Because if you don’t, I’ll start handling things my way.
And if I do, I promise you—you won’t like how fast I cut your little distractions out of the picture. ”
Every nerve in me wanted to tear into him, but I forced myself to breathe. Losing it now meant losing her. And I couldn’t—fuck, I couldn’t risk that. I was already fucking losing her.
“For once in your life… act like a man running an empire. Not the spoiled bastard trying to burn it down.”
I dragged a hand down my face, jaw locked so tight it ached. “Fine,” I bit out. “You made your point. I’ll be there soon.”
“First meeting is at nine. Don’t be late.”
The line went dead, leaving nothing but silence and the note crumpled in my fist.
He drove me insane, but I knew he meant every word—every threat, every order, every low-blow insult.
Because underneath all that corporate tyranny bullshit, Killian always thought he was protecting me.
From failing. From getting hurt. From myself.
Usually, he was right. Usually, I needed it. Not that I’d ever admit it to his face.
But not this time.
This time, he was wrong.
Because she wasn’t one of my mistakes.
She was everything.
I stared at the black card on the nightstand, my chest heaving.

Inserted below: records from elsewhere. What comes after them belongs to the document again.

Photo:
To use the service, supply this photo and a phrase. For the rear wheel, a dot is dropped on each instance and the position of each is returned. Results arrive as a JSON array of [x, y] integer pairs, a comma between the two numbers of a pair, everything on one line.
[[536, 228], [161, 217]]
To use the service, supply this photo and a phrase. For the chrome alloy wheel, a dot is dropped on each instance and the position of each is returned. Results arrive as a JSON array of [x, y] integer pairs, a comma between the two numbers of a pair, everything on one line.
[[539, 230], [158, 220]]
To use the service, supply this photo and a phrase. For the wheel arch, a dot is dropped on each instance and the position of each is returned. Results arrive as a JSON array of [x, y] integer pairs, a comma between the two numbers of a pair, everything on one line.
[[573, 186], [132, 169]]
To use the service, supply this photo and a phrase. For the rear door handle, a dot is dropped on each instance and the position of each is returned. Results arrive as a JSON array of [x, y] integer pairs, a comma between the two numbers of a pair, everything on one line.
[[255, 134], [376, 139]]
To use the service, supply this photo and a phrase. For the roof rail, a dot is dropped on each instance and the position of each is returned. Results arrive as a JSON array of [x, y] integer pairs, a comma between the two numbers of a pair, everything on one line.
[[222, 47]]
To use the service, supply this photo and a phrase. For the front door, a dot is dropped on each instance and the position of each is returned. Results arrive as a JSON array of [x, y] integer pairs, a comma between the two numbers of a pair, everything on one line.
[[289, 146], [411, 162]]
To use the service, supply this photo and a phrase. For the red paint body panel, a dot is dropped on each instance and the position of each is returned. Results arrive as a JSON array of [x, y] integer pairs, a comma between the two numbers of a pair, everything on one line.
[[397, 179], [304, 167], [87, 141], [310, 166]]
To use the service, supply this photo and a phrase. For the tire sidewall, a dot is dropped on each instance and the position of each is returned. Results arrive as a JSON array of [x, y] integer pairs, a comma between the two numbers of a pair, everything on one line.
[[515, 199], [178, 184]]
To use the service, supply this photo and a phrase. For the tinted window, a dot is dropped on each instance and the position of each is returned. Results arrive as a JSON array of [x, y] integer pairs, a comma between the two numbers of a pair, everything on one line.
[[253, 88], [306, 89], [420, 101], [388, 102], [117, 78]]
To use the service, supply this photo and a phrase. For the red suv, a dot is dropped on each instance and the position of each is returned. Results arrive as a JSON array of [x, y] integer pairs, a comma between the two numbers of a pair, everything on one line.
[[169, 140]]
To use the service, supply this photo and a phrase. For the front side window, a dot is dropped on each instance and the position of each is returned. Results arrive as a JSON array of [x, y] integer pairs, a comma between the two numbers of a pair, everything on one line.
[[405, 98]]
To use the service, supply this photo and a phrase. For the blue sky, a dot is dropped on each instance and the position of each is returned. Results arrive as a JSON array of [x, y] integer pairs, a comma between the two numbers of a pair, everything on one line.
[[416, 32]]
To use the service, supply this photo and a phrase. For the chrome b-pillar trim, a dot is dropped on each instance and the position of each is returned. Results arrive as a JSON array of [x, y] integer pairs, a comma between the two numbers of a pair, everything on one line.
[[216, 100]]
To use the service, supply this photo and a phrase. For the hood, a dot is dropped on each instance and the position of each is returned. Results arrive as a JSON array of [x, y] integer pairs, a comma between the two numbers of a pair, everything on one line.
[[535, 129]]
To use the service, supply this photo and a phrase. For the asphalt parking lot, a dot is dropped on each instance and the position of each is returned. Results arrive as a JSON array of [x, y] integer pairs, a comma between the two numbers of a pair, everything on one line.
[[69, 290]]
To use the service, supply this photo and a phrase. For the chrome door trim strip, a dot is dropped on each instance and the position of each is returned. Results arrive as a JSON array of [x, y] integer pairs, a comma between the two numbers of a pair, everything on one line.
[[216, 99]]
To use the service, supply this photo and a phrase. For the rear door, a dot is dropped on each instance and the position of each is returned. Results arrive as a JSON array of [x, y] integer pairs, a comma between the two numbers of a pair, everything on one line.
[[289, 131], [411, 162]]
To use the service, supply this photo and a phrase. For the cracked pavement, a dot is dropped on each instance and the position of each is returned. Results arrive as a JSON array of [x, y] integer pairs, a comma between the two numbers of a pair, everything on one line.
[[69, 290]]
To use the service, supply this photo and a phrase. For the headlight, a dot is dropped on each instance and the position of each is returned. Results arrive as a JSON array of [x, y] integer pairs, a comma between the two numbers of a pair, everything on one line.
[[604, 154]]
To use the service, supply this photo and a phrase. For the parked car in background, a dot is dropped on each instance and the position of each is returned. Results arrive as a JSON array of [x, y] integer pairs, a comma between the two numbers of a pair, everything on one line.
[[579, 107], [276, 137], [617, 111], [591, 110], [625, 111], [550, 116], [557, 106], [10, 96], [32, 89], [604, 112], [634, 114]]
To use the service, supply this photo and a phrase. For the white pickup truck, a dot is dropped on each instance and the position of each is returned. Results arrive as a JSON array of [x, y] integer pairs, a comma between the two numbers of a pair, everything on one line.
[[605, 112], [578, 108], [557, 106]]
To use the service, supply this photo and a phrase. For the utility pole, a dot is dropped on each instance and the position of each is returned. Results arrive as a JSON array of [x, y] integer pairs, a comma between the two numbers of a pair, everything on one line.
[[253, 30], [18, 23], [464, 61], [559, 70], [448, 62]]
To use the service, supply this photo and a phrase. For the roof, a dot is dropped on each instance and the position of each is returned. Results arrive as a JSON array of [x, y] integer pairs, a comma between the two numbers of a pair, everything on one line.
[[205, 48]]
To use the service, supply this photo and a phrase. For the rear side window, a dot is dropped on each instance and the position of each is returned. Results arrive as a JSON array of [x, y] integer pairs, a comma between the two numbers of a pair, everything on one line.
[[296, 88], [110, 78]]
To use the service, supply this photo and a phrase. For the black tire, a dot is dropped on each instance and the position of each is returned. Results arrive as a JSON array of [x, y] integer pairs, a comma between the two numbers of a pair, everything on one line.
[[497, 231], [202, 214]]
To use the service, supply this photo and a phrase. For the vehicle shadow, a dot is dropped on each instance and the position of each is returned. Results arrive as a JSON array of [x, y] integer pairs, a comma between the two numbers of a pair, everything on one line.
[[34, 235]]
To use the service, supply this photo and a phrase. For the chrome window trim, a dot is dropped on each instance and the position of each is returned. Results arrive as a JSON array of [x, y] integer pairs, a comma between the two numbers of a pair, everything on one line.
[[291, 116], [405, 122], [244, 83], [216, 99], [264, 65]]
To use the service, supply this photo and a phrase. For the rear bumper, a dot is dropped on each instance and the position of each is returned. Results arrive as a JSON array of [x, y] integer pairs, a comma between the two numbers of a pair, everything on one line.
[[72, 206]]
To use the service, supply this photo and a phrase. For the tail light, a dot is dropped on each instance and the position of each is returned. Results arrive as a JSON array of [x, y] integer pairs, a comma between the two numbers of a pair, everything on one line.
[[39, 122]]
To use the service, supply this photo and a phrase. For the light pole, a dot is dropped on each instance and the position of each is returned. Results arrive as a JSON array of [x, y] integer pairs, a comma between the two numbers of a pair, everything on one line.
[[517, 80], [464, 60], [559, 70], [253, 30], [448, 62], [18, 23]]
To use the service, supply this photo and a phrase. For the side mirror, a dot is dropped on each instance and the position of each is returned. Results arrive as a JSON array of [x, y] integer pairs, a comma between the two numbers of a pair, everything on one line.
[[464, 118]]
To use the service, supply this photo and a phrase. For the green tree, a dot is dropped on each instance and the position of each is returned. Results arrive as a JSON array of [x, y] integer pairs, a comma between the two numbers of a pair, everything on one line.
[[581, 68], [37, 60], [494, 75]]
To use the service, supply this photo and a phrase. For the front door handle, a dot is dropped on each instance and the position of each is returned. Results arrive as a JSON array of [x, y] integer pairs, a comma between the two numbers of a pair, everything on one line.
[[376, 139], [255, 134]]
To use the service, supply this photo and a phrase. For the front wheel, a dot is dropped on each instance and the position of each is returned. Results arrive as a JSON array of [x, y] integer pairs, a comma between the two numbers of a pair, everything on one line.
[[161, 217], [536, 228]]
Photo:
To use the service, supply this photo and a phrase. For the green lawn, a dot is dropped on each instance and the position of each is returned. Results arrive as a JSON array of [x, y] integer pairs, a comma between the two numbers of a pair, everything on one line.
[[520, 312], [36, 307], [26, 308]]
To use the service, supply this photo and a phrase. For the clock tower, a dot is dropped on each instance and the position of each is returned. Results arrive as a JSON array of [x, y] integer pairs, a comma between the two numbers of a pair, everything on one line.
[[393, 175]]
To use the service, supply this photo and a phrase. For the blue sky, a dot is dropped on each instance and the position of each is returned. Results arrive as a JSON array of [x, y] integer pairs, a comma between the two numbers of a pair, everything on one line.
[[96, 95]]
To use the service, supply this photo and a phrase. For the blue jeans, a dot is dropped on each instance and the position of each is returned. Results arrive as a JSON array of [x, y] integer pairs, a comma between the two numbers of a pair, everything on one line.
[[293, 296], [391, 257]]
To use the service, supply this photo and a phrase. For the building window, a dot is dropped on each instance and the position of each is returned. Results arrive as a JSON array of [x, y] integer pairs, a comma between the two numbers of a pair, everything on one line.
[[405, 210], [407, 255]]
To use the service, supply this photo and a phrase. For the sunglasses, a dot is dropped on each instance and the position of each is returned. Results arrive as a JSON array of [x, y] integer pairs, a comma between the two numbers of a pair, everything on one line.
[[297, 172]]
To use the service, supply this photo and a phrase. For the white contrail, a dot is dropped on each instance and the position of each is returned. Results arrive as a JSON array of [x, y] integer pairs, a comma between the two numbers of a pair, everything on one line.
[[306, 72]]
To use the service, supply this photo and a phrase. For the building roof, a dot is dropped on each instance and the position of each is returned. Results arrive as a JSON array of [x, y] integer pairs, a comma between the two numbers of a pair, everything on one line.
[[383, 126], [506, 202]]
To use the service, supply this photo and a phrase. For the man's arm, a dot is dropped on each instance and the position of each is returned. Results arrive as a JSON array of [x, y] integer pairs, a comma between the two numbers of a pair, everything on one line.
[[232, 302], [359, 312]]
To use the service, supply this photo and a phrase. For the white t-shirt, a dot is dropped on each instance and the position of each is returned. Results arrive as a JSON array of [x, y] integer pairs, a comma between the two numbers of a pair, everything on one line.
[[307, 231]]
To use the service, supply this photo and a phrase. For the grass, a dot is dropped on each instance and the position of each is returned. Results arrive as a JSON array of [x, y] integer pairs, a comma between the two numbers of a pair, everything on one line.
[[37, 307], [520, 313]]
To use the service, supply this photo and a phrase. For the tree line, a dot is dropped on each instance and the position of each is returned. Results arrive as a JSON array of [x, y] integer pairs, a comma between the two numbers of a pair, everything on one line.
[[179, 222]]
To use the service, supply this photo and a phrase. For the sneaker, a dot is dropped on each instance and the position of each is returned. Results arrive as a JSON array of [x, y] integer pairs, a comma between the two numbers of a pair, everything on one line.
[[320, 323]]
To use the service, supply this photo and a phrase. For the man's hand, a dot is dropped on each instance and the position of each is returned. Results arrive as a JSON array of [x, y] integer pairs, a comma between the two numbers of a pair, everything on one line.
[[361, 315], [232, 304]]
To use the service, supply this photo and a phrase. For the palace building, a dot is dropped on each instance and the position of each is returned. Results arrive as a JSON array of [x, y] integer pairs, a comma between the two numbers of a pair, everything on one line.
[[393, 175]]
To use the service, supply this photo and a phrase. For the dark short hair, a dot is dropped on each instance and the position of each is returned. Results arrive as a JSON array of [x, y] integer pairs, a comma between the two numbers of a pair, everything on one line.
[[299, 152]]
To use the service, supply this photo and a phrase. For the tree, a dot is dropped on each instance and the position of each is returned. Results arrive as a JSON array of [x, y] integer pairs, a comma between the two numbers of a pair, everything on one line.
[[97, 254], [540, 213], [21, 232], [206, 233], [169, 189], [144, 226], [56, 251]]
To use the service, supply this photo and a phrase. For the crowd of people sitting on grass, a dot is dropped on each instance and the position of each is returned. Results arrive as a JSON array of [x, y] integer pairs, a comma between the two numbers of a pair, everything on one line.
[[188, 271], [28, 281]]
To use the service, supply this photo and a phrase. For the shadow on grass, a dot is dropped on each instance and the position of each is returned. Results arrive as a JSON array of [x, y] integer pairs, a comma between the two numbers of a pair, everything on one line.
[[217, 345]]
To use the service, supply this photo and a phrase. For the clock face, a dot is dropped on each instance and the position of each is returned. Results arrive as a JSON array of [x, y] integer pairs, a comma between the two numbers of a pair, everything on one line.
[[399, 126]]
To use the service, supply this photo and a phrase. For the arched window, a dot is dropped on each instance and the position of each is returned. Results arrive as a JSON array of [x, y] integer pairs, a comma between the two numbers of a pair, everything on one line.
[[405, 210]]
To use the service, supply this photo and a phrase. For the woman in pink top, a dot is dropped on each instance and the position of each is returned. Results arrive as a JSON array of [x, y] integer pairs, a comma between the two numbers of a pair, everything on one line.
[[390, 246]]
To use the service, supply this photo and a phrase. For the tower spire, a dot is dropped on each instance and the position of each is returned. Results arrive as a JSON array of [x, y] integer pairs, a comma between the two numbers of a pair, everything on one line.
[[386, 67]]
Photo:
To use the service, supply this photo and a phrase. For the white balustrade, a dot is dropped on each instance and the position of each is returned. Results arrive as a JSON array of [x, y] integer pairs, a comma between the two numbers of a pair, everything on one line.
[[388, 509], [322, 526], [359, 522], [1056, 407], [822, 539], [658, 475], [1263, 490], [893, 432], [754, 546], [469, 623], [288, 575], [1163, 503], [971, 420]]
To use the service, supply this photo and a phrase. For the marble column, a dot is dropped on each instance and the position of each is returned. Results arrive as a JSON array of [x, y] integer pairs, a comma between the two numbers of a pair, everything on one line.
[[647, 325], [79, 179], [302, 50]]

Keeping the peace with Killian bought me time. Nothing more. I paced the room once, twice, the note burning in my palm. My chest ached like my ribs could barely cage it in, and the only thing I could think of over and over was, She’s mine.
It also bought my little Sunshine a little time to come to her senses. Because when I found her… I wasn’t asking. I wasn’t begging. And I sure as fuck wasn’t coming back home empty-handed.